O estalo de Rachel demandou dois anos de pesquisa, são dez histórias filmadas e narradas em quartos de motel pelos próprios frequentadores, inclusive com direito a sexo explícito, que nem é o ponto mais interessante do filme. O jeito de trazer e mostrar gente como a gente e suas histórias (e cenas) íntimas é que faz a diferença.
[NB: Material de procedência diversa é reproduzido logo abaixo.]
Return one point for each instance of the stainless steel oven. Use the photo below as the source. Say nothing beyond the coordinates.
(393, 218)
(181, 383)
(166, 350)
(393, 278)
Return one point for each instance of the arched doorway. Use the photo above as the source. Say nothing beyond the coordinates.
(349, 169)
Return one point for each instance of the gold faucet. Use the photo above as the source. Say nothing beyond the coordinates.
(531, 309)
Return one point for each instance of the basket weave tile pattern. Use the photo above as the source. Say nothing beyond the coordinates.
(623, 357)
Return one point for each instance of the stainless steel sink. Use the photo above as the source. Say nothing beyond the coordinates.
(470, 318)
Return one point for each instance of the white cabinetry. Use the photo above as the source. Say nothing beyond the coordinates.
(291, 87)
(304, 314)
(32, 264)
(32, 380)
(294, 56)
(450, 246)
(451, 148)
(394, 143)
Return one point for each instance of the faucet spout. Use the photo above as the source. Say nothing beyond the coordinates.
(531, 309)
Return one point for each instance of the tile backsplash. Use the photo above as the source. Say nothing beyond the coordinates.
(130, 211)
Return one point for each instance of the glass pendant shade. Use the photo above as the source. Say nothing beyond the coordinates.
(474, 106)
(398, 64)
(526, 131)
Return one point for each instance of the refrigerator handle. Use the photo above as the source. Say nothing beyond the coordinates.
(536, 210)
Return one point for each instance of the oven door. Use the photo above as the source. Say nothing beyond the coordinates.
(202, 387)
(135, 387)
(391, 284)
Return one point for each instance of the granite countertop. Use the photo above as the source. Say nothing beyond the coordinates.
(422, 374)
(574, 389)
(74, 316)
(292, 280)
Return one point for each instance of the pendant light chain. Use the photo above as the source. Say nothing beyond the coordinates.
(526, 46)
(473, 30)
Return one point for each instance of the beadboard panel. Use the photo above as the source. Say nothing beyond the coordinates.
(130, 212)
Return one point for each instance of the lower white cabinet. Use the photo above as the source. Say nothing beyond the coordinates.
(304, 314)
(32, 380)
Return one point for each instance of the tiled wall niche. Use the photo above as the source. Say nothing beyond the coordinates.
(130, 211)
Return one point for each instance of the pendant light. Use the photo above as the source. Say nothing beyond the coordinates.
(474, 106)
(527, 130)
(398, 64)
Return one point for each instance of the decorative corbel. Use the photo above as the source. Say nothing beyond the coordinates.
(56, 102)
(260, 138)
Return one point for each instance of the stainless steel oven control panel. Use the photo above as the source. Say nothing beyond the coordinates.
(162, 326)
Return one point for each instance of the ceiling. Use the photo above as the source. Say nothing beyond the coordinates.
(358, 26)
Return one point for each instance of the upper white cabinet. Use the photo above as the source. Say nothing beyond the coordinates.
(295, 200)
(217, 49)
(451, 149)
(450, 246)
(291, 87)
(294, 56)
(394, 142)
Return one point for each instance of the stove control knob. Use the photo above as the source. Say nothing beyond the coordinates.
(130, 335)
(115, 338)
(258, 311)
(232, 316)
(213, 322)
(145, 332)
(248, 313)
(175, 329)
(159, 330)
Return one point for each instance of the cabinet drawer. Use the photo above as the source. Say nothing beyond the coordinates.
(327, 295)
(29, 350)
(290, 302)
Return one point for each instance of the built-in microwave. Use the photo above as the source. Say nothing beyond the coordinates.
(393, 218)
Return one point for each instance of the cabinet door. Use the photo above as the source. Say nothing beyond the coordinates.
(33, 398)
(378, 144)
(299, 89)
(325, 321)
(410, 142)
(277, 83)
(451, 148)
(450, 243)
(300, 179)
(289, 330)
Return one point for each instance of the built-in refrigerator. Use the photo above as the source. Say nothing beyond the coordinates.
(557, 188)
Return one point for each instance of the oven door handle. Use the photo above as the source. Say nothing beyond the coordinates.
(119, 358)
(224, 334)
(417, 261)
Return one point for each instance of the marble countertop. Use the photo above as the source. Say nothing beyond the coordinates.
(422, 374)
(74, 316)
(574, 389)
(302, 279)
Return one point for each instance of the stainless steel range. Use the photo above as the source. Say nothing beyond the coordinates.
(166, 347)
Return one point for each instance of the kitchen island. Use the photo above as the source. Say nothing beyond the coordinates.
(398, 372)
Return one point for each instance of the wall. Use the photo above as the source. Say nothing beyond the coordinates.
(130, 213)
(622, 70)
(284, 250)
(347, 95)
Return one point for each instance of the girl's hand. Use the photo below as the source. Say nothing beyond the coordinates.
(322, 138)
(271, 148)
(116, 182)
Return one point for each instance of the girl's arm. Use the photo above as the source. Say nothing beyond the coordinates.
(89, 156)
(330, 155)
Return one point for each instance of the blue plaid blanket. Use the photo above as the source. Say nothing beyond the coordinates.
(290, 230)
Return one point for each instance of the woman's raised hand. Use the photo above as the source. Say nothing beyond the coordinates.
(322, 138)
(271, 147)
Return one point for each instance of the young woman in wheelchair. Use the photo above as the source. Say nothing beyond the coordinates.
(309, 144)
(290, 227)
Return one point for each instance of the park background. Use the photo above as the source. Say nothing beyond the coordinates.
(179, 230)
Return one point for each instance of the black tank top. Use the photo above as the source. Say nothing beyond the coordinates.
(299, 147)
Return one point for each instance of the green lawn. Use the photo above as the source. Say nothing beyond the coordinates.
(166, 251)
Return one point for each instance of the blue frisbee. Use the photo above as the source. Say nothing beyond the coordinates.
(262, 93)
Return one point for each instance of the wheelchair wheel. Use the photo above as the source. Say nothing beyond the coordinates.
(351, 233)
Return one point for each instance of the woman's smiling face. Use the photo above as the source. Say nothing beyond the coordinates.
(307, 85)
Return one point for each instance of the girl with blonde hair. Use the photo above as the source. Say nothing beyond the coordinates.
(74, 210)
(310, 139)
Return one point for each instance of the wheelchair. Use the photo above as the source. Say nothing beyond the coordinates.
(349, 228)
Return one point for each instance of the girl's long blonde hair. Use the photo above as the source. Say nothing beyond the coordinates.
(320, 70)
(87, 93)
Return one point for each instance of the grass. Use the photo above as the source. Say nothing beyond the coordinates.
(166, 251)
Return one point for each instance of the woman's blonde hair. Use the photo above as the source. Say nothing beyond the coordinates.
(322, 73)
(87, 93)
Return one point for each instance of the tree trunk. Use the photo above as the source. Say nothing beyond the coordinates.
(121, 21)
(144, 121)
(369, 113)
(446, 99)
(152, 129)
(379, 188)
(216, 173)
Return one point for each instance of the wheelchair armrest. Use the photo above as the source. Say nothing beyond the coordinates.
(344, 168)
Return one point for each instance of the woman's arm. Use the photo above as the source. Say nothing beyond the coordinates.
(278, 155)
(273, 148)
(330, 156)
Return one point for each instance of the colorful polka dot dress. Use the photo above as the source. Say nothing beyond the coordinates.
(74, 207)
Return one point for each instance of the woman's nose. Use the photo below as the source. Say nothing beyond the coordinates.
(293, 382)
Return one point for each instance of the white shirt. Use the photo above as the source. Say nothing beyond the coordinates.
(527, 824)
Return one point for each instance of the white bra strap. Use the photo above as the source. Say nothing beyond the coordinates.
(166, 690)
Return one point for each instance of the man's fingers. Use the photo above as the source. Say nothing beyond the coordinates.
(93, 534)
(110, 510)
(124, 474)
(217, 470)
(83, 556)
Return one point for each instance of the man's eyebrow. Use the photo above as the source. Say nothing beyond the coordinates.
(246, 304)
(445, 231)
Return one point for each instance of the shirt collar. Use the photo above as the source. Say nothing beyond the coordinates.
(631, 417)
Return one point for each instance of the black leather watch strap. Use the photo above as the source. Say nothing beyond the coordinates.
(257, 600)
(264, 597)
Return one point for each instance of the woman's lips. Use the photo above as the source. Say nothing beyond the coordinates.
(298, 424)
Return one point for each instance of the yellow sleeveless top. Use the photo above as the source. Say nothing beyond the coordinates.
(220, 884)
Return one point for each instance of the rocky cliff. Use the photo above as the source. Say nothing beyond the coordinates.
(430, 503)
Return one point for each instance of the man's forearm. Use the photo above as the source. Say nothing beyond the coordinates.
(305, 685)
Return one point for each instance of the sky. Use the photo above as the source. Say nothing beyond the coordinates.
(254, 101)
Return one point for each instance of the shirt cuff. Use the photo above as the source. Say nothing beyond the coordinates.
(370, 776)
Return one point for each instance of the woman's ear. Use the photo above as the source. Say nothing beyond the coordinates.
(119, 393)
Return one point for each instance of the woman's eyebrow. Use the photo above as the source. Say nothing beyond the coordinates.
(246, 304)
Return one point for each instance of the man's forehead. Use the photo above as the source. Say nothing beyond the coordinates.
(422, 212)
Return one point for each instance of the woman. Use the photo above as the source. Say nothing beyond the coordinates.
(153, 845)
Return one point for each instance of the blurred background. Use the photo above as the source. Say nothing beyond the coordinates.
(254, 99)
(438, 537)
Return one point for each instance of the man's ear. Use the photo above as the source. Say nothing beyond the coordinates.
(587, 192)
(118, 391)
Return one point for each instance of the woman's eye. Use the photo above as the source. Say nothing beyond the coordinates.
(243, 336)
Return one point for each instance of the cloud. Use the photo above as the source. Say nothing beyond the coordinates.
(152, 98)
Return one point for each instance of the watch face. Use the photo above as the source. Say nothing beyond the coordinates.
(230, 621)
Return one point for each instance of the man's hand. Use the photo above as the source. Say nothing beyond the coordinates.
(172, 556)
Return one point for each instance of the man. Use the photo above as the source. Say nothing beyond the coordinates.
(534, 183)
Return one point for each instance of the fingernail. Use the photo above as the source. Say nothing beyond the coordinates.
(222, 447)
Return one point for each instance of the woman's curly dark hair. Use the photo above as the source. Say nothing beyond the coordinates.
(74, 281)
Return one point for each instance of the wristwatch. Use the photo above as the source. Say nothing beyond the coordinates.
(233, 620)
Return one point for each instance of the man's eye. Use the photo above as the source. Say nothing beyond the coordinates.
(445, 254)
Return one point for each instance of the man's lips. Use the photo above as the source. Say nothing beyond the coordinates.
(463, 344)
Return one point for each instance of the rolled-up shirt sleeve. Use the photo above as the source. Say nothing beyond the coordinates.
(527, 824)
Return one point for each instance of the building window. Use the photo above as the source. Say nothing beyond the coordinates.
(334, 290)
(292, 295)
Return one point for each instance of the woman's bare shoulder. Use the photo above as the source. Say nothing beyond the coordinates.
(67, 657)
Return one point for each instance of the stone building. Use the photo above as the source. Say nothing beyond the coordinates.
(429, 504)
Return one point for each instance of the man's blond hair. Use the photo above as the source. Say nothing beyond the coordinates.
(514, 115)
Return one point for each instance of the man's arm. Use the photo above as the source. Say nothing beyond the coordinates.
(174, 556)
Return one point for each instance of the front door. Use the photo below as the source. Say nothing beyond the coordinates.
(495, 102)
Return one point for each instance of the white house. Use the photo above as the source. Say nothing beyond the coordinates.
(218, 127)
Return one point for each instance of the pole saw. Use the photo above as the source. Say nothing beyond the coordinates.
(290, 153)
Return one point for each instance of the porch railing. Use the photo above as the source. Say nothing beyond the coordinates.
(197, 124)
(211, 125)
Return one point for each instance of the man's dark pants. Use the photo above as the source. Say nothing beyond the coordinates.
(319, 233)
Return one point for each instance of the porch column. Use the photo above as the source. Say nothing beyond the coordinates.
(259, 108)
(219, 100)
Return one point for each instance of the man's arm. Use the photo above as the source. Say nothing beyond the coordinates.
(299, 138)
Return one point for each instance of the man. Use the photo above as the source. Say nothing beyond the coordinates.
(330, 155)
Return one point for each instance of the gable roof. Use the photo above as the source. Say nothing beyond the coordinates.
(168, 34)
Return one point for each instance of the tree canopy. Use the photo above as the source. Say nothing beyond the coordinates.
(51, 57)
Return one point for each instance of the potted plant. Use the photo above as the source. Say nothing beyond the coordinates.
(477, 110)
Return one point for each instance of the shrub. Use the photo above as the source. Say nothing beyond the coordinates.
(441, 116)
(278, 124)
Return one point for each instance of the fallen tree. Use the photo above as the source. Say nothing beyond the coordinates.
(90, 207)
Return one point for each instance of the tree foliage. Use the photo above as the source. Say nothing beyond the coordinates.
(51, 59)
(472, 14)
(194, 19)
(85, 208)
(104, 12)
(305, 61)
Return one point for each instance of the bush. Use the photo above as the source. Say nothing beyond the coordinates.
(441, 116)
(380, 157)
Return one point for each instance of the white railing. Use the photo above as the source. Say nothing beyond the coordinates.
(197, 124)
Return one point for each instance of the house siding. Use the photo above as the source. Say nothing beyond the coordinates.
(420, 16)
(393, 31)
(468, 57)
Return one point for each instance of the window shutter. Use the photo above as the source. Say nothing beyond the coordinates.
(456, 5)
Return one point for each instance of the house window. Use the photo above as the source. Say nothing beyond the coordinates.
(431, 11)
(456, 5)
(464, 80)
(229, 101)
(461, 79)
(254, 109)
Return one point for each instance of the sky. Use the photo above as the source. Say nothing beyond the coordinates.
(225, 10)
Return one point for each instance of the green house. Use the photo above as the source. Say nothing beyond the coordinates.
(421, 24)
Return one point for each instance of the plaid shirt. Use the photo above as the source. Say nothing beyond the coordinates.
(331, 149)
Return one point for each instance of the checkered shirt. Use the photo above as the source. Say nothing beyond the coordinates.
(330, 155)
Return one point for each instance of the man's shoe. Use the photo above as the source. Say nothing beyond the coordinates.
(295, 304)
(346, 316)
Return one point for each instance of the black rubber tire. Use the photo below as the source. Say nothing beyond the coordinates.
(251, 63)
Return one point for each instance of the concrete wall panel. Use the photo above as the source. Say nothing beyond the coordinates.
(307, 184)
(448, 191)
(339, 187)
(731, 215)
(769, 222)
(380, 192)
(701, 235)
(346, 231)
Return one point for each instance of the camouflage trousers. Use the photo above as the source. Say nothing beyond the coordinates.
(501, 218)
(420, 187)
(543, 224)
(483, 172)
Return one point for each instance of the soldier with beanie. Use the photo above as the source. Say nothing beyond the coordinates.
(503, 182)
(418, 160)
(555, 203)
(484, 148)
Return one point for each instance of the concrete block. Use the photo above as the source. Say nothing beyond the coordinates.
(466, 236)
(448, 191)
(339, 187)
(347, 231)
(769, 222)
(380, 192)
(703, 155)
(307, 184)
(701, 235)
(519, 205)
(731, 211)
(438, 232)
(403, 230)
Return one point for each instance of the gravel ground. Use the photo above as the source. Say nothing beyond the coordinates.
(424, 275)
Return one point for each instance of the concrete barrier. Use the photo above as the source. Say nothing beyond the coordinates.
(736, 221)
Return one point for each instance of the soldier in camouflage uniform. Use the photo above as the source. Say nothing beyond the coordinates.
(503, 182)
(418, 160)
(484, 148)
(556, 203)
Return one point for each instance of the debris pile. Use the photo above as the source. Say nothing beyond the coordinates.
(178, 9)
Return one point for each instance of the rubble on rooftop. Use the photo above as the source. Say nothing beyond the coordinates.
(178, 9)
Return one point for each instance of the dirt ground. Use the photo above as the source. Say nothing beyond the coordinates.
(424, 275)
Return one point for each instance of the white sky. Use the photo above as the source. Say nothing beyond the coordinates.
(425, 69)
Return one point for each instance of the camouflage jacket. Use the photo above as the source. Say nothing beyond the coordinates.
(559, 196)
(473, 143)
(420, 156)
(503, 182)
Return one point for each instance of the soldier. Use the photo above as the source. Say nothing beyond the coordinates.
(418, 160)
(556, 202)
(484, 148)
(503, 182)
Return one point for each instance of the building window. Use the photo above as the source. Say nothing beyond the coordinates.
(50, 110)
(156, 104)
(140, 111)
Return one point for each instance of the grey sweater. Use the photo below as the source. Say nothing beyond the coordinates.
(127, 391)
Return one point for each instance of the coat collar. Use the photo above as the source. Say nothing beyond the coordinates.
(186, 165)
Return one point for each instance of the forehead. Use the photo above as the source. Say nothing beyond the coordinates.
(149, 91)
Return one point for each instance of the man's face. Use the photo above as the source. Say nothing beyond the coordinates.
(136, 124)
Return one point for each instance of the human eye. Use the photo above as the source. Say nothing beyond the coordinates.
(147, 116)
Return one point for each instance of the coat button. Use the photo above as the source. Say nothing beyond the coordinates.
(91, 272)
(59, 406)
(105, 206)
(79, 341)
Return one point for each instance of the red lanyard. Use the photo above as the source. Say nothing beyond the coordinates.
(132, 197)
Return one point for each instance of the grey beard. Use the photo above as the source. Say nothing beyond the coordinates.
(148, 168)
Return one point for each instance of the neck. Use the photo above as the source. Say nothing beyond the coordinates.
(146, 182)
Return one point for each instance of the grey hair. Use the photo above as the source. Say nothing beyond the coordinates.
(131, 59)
No telão do cinema, enquanto as conversas, as histórias e o sexo rolavam solto, imaginei como o grande documentarista Eduardo Coutinho faria um filme desses. Certamente Rachel bebeu naquela fonte inesgotável, naquele jeito singelo e respeitoso de extrair com delicadeza a alma dos entrevistados. Claro que ela não esteve presente nas filmagens, mas sua edição e montagem deixaram as personagens plenamente à vontade para filmar, falar e transar. Verdade que todo mundo se transforma diante de uma câmera, ainda mais em tempos em que se faz “selfies” para as coisas mais tolas e banais. Embora todos soubessem que suas imagens iam acabar no cinema, usaram os celulares como se filmassem apenas para si mesmos, como lembranças de momentos bons que seriam vistos depois, numa sessão caseira a dois (ou a três, há um trisal) ou para guardarem no celular e rever quando bate uma saudade. O filme é capaz de sensibilizar até quem busca um pornô hard-core. Há certa doçura no casal homoafetivo e evangélico que discute sobre Jesus, religião e pecado, nus na cama, olhando o teto de espelhos de uma suíte tipo “Caverna do Dragão”. Difícil não sentir empatia com as falas da mulher sexagenária conversando com seu “Nego” e dizendo que tem uma vida sexual mais livre que a maioria dos jovens. Ou na explicação da sexóloga evangélica que há anos frequenta o mesmo motel com o marido para descansar um pouco dos filhos. Ou ainda não sentir a delicadeza do relato de uma mulher trans, que se prostitui para custear os estudos e que está se despedindo de um amor. Há uma variedade bonita de gente humana e de corpos que passam longe do padrão glamourizado de personas torneadas, bronzeadas e plastificadas.
Fez lembrar o que ouvi de um velho comunista certa vez: desconfie de quem não gosta de bicho, de planta e de gente. Rachel gosta de gente. E se Eros é o tal impulso caótico e criativo do existir, o princípio de vida e de energia que nos mantém a salvo e felizes, então, Eros para todos.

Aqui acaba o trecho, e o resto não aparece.